Philippine Amateur Track and Field Association chairman emeritus also joined President Marcos in extending his condolences, saying that more than being a legend, de Vega is also a role model, something whom the present crop of national athletes should look up to.
“I join the country, especially the athletics community in mourning the death of Lydia “Diay” de Vega. We stormed heaven with our prayers. The Lord had other great plans for Diay,” said Juico, who served as the Philippine Sports Commission chairman during the tail-end of de Vega’s athletic career.
“Had Diay stayed a bit longer in this life, she would have continued to have been a role model and an inspiration as authentic Filipino athlete who genuinely loved sports for the good it could do and not for what she could get out of it. She knew that a force for good like sports should bring out the best in people.”
Another official in sports commissioner Olivia “Bong” Coo said de Vega’s passing is tough for her, especially since they competed together in countless international events.
“I grieve as an athlete and friend.

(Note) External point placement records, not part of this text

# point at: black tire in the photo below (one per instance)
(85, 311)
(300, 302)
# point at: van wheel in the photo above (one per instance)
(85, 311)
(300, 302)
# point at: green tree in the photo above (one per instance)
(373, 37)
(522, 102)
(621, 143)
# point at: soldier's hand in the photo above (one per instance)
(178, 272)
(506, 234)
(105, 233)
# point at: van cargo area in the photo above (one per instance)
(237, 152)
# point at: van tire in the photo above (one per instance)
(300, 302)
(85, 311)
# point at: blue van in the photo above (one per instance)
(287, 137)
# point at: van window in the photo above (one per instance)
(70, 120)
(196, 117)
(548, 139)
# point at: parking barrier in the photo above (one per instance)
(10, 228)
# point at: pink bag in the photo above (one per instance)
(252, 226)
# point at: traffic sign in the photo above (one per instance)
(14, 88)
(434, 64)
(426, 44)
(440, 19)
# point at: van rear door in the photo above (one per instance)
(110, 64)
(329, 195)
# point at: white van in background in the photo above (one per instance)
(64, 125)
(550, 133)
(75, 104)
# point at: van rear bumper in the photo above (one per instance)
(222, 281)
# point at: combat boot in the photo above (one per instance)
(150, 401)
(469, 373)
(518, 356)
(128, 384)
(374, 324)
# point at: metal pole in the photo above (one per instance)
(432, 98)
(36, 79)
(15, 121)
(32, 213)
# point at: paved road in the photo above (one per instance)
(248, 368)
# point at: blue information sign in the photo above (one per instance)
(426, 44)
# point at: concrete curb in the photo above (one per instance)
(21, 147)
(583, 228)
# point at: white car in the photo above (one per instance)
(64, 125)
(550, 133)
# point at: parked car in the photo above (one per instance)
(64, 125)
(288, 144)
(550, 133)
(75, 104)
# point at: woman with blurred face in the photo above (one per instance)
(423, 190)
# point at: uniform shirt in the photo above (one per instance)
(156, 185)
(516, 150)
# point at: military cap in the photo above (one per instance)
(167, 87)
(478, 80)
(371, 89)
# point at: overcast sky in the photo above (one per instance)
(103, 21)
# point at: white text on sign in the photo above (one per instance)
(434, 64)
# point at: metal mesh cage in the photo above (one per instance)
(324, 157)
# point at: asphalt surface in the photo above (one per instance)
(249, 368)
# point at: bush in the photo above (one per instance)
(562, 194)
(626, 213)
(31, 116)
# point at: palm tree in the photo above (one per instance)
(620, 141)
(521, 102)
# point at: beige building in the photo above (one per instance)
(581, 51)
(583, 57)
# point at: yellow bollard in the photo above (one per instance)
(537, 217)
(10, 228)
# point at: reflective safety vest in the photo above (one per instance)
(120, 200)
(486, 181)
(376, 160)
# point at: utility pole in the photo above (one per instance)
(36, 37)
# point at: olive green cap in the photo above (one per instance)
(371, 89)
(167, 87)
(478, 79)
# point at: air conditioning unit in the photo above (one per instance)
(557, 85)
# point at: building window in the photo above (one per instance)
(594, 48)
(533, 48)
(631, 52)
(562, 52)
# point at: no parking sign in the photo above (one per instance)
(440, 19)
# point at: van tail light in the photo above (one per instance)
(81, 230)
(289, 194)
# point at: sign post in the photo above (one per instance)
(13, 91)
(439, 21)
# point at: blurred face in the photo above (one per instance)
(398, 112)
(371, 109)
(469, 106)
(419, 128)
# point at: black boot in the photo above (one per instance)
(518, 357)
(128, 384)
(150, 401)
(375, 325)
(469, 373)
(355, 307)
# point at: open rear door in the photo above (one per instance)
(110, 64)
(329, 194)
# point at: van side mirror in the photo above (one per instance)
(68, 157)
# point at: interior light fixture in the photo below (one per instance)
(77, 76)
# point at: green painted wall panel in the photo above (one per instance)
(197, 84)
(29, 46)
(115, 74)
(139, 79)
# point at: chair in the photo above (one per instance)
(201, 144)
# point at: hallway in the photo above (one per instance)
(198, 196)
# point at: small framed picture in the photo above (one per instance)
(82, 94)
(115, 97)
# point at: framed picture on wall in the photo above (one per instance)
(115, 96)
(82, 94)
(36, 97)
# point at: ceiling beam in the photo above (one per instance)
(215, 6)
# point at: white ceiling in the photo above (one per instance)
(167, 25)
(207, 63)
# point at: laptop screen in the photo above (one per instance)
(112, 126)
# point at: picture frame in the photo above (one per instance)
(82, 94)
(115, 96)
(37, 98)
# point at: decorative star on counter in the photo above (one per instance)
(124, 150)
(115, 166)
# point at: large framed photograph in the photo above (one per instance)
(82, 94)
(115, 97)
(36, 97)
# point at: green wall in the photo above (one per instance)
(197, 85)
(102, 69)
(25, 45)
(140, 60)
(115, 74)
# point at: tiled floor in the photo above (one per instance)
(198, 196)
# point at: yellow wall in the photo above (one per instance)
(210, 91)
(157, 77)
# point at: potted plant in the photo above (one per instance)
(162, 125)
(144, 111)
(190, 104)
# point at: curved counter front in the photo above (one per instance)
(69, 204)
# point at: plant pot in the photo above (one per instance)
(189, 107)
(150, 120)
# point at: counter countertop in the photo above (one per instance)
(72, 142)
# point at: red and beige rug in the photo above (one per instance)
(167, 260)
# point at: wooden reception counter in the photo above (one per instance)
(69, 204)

Lydia is my contemporary. Her passing is such a big loss to Philippine sports,” said Coo, a member of the International Bowling Hall of Fame.
“I am sure her legacy and achievements will continue to inspire for generations to come, as she was also an inspiration to me. Let us all pray for her as she runs her final journey to her heavenly reward. We will miss you Diay.”
De Vega’s former teammate in Elma Muros-Posadas also echoed Coo’s sentiment, saying that the accomplishment of the “Sprint Queen” should never be forgotten.
“Even if she’s gone, what she did will forever be in the history books. You can’t erase that fact. She will always be remembered as the darling of the press,” said Muros-Posadas, who took the reins from De Vega after she hung up her sneakers in 1993.
Another former PSC chairman in Eric Buhain recalled how hard De Vega worked during her time.
Buhain, a former swimming champion who is now a Batangas lawmaker, said he knows De Vega since 1984 so learning her condition last month was truly heartbreaking.
In fact, he even joined the fundraising campaign just to help her family cover her rising medical expenses.
“I am very sad about what happened. I have known Diay since 1984 Gintong Alay days. She’s a hard worker day in and day out,” Buhain said.
“We learned of her condition last 21 July from Stephanie. I immediately sent assistance for their hospital expenses. She is a wonderful person and full of life every time you talk to her.”
“That is the memory that I will treasure and forever remember about my friend, Diay.”